The Mirror of Erised and the Alienation of Modern Youth

During term II of the 2002-3 school year, the University of Maryland University College, European Division, offered an on-line seminar on the Harry Potter series. Our first assignment was to select a passage from the novels and write an essay explaining how the passage illustrates a universal truth about modern youth. The following essay is my submission for the assignment (I've edited it somewhat since turning it in).
His panic fading now that there was no sound of Filch and Snape, Harry moved nearer to the mirror, wanting to look at himself but seeing no reflection again. He stepped in front of it.

He had to clap his hands to his mouth to stop himself from screaming. He whirled around. His heart was pounding far more furiously than when the book had screamed—for he had seen not only himself in the mirror, but a whole crowd of people standing right behind him...

They just looked at him, smiling. And slowly, Harry looked into the faces of the other people in the mirror, and saw other pairs of green eyes like his, other noses like his, even a little old man who looked as though he had Harry's knobbly knees—Harry was looking at his family, for the first time in his life.

The Potters smiled and waved at Harry and he stared hungrily back at them, his hands pressed flat against the glass as though he was hoping to fall right through it and reach them. He had a powerful kind of ache inside him, half joy, half terrible sadness. (Harry Potter and the Sorcerer's Stone, pg 208-9).

Although J. K. Rowling probably did not intend it, the quoted passage neatly allegorizes the alienation that contemporary children face with regard to their parents, summed up in real life by this platitude: "My parents don't understand me."

The conflict that underlies this alienation has always existed; it is rooted in the differences between the value systems of adults and children. Humans are not born with any values system; if they are to have one, it must be acquired. If the children progress to the point where they have gained their parents' outlook on life, the conflict fades away.

As little as a century ago it was the universal expectation that children would adopt their parents' values, and thereby become adults themselves. As the apostle Paul writes, "When I was a child, I spake as a child, I understood as a child, I thought as a child; but when I became a man, I put away childish things." (1 Cor 13:11) It was expected that children would behave differently from adults, but it was also expected that they would cross the generation gap; the child who rebelled was in the wrong. To suggest that children need not grow into their parent's outlook was viewed as an attack on society, to which the ghost of Socrates can bear witness.

This greatly contrasts with modern society, which is at best indifferent to the generation gap. Children are no longer expected to recognize that it is their lack of maturity which sets them apart from their parents; rather they are permitted, if not encouraged, to think that their parents follow an old and outdated set of ideas, which they need not accept. Furthermore, children are encouraged to believe that they are betraying themselves if they adopt their parents' values, thereby freezing a passing state of disagreement into a durable state of alienation.

As a result, contemporary children feel irremediably cut off from their parents.
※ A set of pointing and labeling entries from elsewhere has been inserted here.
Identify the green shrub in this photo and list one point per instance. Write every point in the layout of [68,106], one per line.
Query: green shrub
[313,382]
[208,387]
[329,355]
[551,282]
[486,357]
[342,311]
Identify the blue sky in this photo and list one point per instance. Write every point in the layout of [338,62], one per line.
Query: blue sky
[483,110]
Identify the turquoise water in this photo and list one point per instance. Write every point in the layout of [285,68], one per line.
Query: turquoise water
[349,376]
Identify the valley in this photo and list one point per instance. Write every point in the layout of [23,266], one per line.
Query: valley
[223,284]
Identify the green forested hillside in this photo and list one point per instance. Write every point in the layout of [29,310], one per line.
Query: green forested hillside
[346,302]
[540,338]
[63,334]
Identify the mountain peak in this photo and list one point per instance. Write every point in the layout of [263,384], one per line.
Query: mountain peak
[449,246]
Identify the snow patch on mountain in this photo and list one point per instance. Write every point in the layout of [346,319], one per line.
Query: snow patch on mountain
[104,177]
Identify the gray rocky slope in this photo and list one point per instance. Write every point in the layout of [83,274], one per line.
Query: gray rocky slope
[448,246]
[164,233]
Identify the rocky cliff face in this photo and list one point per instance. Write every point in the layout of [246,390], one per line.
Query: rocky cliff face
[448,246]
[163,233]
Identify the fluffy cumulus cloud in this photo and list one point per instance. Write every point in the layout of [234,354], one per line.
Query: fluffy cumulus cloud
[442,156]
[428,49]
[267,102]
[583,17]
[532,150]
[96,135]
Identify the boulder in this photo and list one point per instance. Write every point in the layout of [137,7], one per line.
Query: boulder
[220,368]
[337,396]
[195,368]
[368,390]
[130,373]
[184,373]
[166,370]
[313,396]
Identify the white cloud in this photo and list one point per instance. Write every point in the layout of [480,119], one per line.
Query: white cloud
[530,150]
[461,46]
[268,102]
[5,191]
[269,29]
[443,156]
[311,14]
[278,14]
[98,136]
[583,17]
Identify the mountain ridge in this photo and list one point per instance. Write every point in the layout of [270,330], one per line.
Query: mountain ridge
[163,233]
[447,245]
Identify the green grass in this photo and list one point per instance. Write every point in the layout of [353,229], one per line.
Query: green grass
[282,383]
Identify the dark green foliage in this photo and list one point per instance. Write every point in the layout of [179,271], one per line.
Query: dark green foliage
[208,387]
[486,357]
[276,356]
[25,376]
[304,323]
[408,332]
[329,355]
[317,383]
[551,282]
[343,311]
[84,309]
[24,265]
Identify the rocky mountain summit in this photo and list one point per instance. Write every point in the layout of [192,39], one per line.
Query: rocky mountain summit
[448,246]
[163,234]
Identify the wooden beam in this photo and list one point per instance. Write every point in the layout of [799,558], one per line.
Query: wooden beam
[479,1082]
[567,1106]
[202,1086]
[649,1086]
This is not without consequence: Children need their parents, even if they have been taught to pretend otherwise, and any separation from a loved one is painful. They are offered pop culture as a substitute, but it is profoundly inadequate; the pain edures.

This theme is presented allegorically with the Mirror of Erised. The allegory is not perfect; no allegory is. Harry's separation from his parents is physical, rather than philosophical. He is not in denial of the cause of his pain, and he has rejected utterly the idea that he is better off without his parents. Furthermore, contemporary children bear a small responsibility for their slowness to adopt their parents' values, whereas the death of Harry's parents was none of Harry's doing.
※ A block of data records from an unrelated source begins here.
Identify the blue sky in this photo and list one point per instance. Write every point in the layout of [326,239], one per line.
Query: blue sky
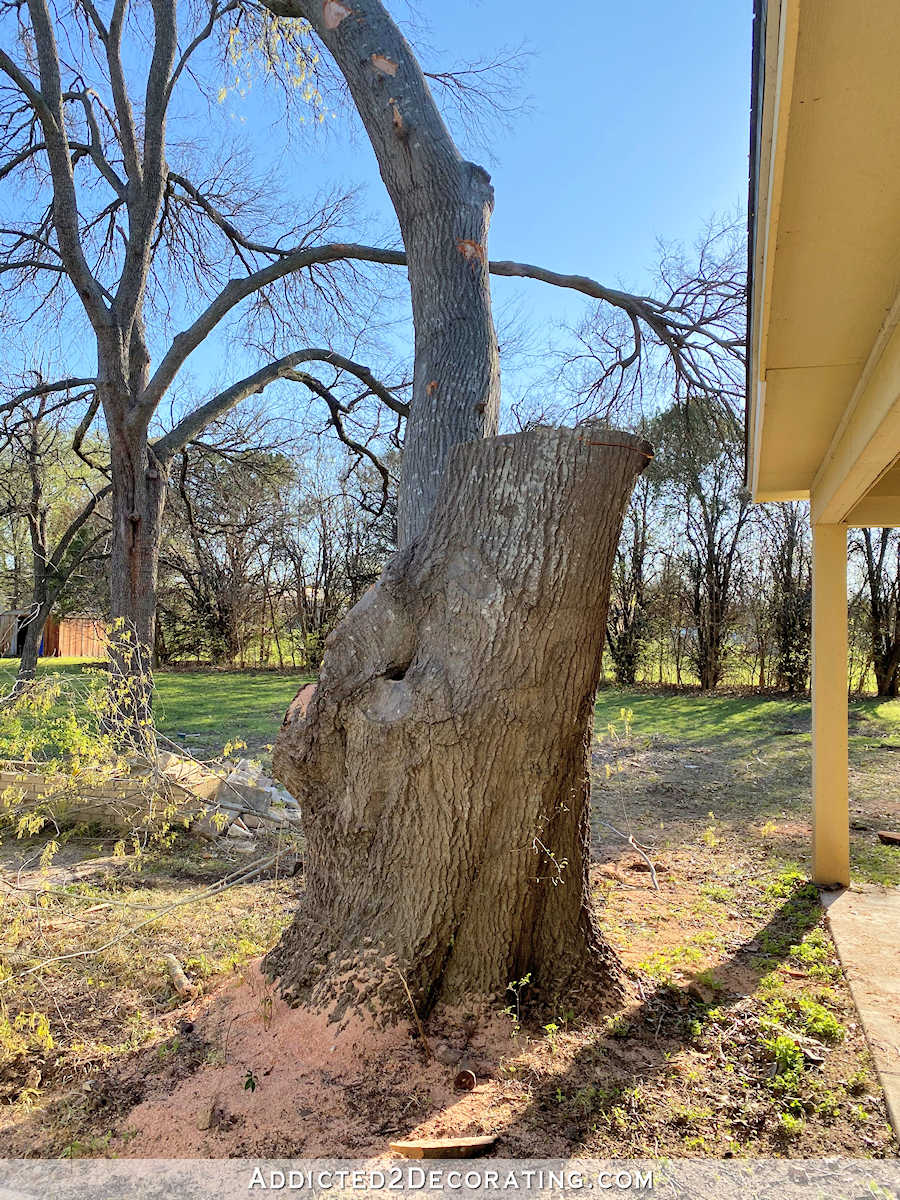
[634,129]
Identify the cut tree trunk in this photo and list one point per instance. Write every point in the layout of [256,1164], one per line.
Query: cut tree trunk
[442,761]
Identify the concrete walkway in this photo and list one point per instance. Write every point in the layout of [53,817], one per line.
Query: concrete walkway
[865,924]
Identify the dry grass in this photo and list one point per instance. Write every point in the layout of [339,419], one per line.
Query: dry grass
[744,1039]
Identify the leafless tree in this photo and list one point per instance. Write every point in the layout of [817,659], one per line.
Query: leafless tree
[880,551]
[59,507]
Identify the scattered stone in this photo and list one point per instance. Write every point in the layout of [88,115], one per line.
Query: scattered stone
[447,1055]
[180,982]
[213,825]
[444,1147]
[238,829]
[209,1116]
[244,847]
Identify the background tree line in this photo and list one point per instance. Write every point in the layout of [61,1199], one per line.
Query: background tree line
[269,541]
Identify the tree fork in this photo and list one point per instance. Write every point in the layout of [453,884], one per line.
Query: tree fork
[442,761]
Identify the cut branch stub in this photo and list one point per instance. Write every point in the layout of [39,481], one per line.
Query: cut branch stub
[442,762]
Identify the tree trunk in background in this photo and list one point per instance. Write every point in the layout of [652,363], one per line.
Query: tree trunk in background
[31,646]
[442,763]
[138,501]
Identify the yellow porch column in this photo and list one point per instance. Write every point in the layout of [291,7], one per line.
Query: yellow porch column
[831,815]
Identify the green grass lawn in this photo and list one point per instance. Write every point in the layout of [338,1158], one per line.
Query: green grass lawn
[205,709]
[743,757]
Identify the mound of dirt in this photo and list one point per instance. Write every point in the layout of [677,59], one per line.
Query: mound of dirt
[285,1081]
Nonetheless, the allegory is apt. He is cut off from the people that love him without reservation. He has the worldly benefit of their parentage—fame and wealth—but it is meaningless to him. He has no father with whom he can talk about Cho Chang, no mother for whose gaze he can hold up the hard-gained Snitch at the end of a Quidditch match. In #4 Privet Drive, and in the corridors of Hogwarts, Harry can put these things out of mind; before the Mirror, Harry has no choice but to feel the love that could have been, and the pain from knowing that this love can never be expressed; and among our alienated youth there are countless children who read this passage and say to themselves, "this is how I feel."